N. 16321/2022 REG.RIC.
REPUBBLICA ITALIANA
IN NOME DEL POPOLO ITALIANO
Il Tribunale Amministrativo Regionale per il Lazio
(Sezione Quinta Bis)
ha pronunciato la presente
SENTENZA
sul ricorso numero di registro generale 16321 del 2022, proposto da -OMISSIS-, rappresentato e difeso dall'avvocato Francesco Lombardini, con domicilio digitale come da PEC da Registri di Giustizia;
contro
il Ministero dell'Interno, in persona del Ministro pro tempore , rappresentato e difeso dall'Avvocatura Generale dello Stato, domiciliataria ex lege in Roma, via dei Portoghesi, n. 12;
per l'annullamento
del provvedimento di diniego della cittadinanza Italiana ex art. 9 della L. 5 febbraio 1992, n. 91, emesso dall’intimato Ministero, notificato al ricorrente in data 10.11.2022, nonché di ogni atto allo stesso preordinato, presupposto, consequenziale e connesso.
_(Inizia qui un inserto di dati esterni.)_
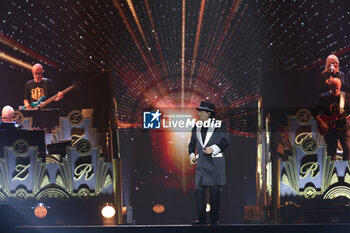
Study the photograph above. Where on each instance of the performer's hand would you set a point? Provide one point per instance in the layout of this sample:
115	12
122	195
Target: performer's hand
28	106
193	161
59	96
208	150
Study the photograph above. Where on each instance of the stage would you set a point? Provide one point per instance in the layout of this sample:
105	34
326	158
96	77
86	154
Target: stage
237	228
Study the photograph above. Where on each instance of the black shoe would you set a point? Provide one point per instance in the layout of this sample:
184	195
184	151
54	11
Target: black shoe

Visti il ricorso e i relativi allegati;
Visto l'atto di costituzione in giudizio dell’intimato Ministero;
Visti tutti gli atti della causa;
Visto l'art. 87, c. 4- bis , c.p.a.;
Relatore all'udienza straordinaria di smaltimento dell'arretrato del giorno 23 gennaio 2026, tenutasi tramite collegamento da remoto, il dott. IZ DO e uditi per le parti i difensori come specificato nel verbale;
Ritenuto e considerato in fatto e diritto quanto segue.
FATTO
1. Parte ricorrente ha impugnato il provvedimento in epigrafe, con il quale l’intimata amministrazione ha respinto la sua istanza di concessione della cittadinanza italiana presentata il 21.8.2018, tenuto conto dell’esistenza di due procedimenti penali:
(i) il primo per il reato di maltrattamenti contro familiari e conviventi (art. 572, c.p.), per fatti commessi il 4.11.2007;
(ii) il secondo per il reato di ricettazione (art. 648, c.p.), commesso il 25.7.2013.
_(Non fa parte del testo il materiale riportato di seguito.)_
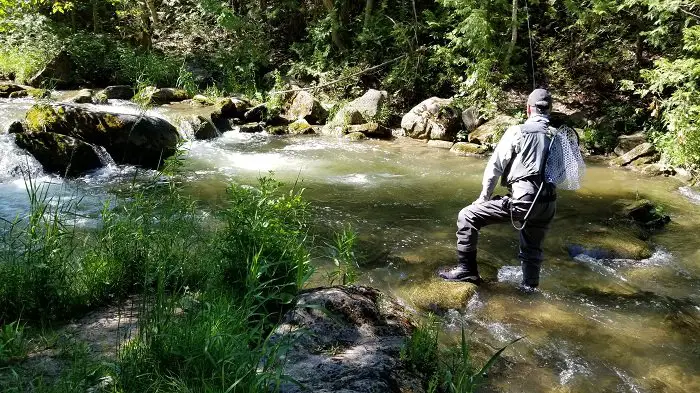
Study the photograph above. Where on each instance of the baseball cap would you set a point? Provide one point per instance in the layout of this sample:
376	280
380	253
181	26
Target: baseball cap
540	98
Detti precedenti, secondo l’impugnato provvedimento, avrebbero infatti inciso sulla valutazione di affidabilità del richiedente e sarebbero indice di una sua mancata integrazione nella comunità nazionale.
1.1. Con l’unico motivo di ricorso il ricorrente ha contestato la violazione di legge (artt. 3, 10 e 10- bis , l. n. 241/1990; d.lgs. n. 186/1998 in relazione all’art. 9 della l. n. 91/1992 e del d.P.R. n. 572/1993), oltre che l’eccesso di potere sotto plurimi profili in quanto egli non avrebbe ricevuto, per i fatti oggetto di causa (risalenti rispettivamente al 2007 e al 2013) una condanna penale definitiva. Ha inoltre contestato l’esistenza di qualunque automatismo tra condanna in sede penale e rigetto dell’istanza di concessione della cittadinanza italiana, tenuto altresì conto del fatto che egli, titolare di permesso di soggiorno di lungo periodo, sarebbe residente in Italia da molti anni e ivi svolgerebbe la propria attività lavorativa e vivrebbe con la propria famiglia.
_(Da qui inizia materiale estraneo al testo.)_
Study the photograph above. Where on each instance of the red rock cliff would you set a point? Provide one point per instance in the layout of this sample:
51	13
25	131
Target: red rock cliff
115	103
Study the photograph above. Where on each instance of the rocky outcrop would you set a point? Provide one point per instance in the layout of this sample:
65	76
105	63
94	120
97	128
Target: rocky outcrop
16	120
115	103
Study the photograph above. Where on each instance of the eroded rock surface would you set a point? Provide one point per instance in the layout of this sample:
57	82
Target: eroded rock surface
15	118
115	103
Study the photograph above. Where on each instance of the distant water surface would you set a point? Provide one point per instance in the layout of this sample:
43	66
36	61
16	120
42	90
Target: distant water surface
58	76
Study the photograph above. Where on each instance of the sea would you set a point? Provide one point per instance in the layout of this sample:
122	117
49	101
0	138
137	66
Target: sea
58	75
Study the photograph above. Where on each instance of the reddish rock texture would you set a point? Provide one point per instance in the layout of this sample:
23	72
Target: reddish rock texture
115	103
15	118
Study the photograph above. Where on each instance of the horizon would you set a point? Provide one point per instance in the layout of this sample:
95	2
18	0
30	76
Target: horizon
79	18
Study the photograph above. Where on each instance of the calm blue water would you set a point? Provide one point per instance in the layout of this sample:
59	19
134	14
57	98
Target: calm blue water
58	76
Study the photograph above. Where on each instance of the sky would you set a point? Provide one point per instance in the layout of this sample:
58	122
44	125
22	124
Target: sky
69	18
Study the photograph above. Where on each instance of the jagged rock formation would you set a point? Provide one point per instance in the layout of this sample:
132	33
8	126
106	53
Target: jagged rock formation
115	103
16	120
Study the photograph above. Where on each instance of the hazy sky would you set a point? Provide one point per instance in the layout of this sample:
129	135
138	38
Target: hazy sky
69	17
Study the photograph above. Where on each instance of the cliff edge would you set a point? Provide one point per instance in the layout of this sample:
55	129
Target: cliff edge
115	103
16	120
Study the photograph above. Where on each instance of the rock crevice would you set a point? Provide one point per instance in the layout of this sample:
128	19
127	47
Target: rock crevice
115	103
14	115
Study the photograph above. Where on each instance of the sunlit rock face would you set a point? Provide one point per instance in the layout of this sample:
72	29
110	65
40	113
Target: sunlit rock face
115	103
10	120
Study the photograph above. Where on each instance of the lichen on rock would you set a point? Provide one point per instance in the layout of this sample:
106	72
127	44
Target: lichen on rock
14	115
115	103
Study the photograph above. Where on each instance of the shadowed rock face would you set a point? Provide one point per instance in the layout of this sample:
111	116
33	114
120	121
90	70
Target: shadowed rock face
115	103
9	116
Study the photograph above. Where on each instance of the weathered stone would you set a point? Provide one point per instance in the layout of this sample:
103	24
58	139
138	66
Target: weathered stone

2. Il 5.1.2023 si è costituito l’intimato Ministero, con atto di mera forma.
3. Il 17.4.2024 parte ricorrente ha depositato un’istanza di prelievo.
4. Con ordinanza n. -OMISSIS- del 15.7.2025 è stato disposto il rinvio della trattazione del ricorso.
5. All’udienza straordinaria di smaltimento dell’arretrato indicata in epigrafe, la causa è stata trattenuta in decisione.
DIRITTO
1. Il presente ricorso verte sul rigetto dell'istanza di concessione della cittadinanza italiana al ricorrente (art. 9, c. 1, lett. f, l. n. 91/1992) per l’esistenza di due precedenti penali pregiudizievoli per il ricorrente per maltrattamenti e ricettazione, risalenti rispettivamente al 2007 e al 2013.
2. Il Collegio reputa utile, in funzione dello scrutinio delle osservazioni formulate nell’atto introduttivo del giudizio, una premessa di carattere teorico in ordine al potere attribuito all’amministrazione in materia, all’interesse pubblico protetto e alla natura del relativo provvedimento alla luce della giurisprudenza in materia (cfr. TAR Lazio, Roma, Sez. V bis , n. 1590/2022, n. 2944/2022; n. 2945/2022; 3018/2022, 3471/2022).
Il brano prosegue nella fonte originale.